Edge Computing

Edge computing processes and stores data locally and transmits only selected summaries to the cloud. Rather than trying to analyze data in the cloud, edge processes it locally, which is cheaper and easier to manage and enables real-time insights value. It pushes computing power to the edges of a network, implementing data analytics close to the end devices and close to the source of data.
This improves network response times. It is different from today’s Cloud-based system, where information is sent to a distant data centre. It is a distributed IT architecture in which client data is processed at the periphery of the network, as close to the originating source as possible. It uses a network of micro-data stations to process or store the data locally, within a range of 100 square feet, and transmits only selected summaries to the cloud. Edge is cheaper and easier to manage and enables real-time insights value. It is a decentralised system of cloud computing.
Besides collecting data for transmission to the cloud, edge computing also processes, analyses, and performs necessary actions on the collected data locally. Costly bandwidth additions are no longer required as there is no need to transfer gigabytes of data to the cloud. Edge computing allows agencies to take the power of the cloud all the way to the network edge, especially to areas where they have not been able to use it before. Agencies can perform data analytics and processing and gain insights at the edge before routing that data back to centralised data centers for further analysis. Edge computing device nearby can be a gateway device like a router or a switch to process or analyse the data.

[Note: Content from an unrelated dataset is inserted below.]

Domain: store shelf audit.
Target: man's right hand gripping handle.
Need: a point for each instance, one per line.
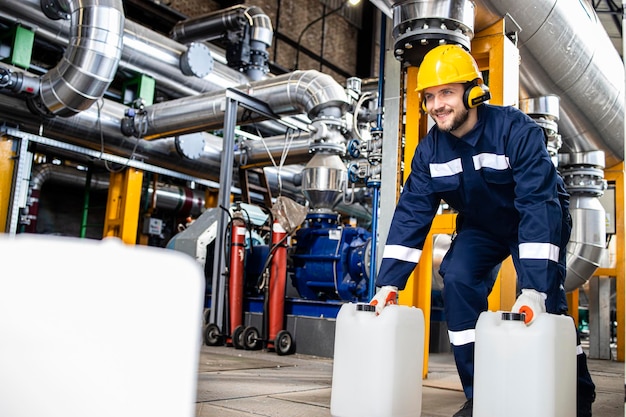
(386, 295)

Cloud is not necessarily the best place for mission critical decisions that could help a vehicle avoid a collision on the highway — given the time (latency) demands, this type of processing is best handled at the network edge. On average, it takes roughly 100 milliseconds for large amounts of data to travel back and forth from the cloud.
As IoT becomes more widespread, the demand for bandwidth will increase dramatically, resulting in poor, inconsistent connections. The solution? Edge computing to complement the cloud. Edge computing is meant to complement the cloud, not completely replace it.
Examples of Edge computing: Autonomous vehicles, streaming services (Netflix, Amazon Prime), smart homes and factories where robots perform complex operations.
IoT use cases that require edge computing: smart buildings, drone-based delivery services, real-time subsurface imaging, traffic congestion management and video surveillance.
Real-time Data: In an age where real-time data is extremely valuable, there is a need for processing and analysing data closer to the location. This issue can be resolved by edge data centres, which can not only help enterprises process more data on the edge, but also help in saving a lot of bandwidth related costs, as the number of data hops are reduced significantly. Research firm Gartner expects more than 15 billion devices to connect to enterprise infrastructure by 2029.
As more processing shifts to edge data centres, we can expect a rise in prefabricated modular and micro-data centres which are small data centres which come with their own air-conditioned cabinets, a server rack, a UPS and a power distribution unit. These micro-data centres will be increasingly preferred as they do not require huge space, and can be comfortably placed in environments such as hospitals, retail stores or offices.